CLARKSBURG, Mass. — The Select Board expects to interview candidates for town treasurer/tax collector next week.
The board on Thursday decided to invite five candidates for interviews out of the 10 who had applied for the position.
"We will be in touch with the applicants and hopefully have them come in for next Wednesday night's meeting," said Chairman Ronald Boucher.
The board is seeking to the fill post after the resignation last month of Ericka M. Oleson, who had accepted a full-time position with the town of Stockbridge.
Officials are hoping to get someone in place as soon as possible. This would be the second member of its financial team it's had to replace in short order: new Town Accountant Angela Garrity has just started.
The board in full decided to review candidates, along with the town administrator, administrative assistant and the North Berkshire School Union's Assistant Superintendent of Operations & Finance Jennifer Macksey.
The candidates' applications had been numbered from 1 to 10 to avoid using names and ensure confidentiality. Open Meeting Law requires that discussion of finalists for municipal positions overseen by governmental bodies be held in open session but not screenings of applications.
Macksey questioned doing the review in open meeting, required because there was a quorum of board, and why an executive session had not been called. She said it was "wonderful" the entire board was involved but didn't think they could talk "collaboratively" as a group.
"I think it's good to narrow down the list but then we should go into executive session," she said. Her concern was that there could not be a robust discussion because the group could not reveal names or experiences to avoid identifying the candidates. "I feel bad for someone who applies for the position who's going to cut off and that may need to be disclosed in a public session. ...
"I mean, we can reference the numbers but I feel like we're talking in script."

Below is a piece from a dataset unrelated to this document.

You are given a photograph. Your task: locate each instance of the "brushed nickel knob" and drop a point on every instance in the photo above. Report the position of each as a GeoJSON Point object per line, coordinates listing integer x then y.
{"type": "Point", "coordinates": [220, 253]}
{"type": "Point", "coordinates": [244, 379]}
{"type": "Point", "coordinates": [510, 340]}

Select Board member Danielle Luchi thought the use of numbers rather than names would preserve privacy. The board was trying to eliminate an extra step to streamline the process, she said.
"We're in a little bit of a time restraint with Ericka gone now and we have only three people who work here that can help out, covering her position," she said. "We did
want to streamline this and have this process, and this is how we thought the best way about doing that would be."
Boucher said they could set another meeting but added "we don't want to drag this out forever."
Macksey said she would go along with it but wanted to express her concerns. The members did a fairly good job at sticking to numbers although there were some slips in referring to he or she.
The group had been provided the applications to review according to the criteria that the Select Board had laid out for the position. It was obvious that several candidates were immediately at the top as the preferred numbers of the majority were 1,3 and 4. After some debate, 2 and 10 were added to the list.
The main experiences the group members expressed were the top candidates experience in municipal finance and banking experience, and to a lesser extent, human resource experience.
"What I was trying to look for is some kind of financial background, which, you know, this is not an average job," said Boucher. "If anything, there's not a lot of municipal experience by applicants that came in here. But I feel a little more comfortable if they had some kind of a sound financial background."
After some discussion, the group agreed on all five candidates, although Macksey thought five was too many. Candidates might not want their current employers to know they're seeking another job if their chances are that low, she said.
The board decided to go with five but to also contact them by email informing them that the position is 32 with benefits and the salary range of about $37,000 (this is for both positions). That would be followed up with phone call to see if they wanted to move forward to a public interview on Wednesday.
"I just want these people to understand [hours and salary] because if it doesn't fit their fancy, they may say 'sorry,'" said Boucher.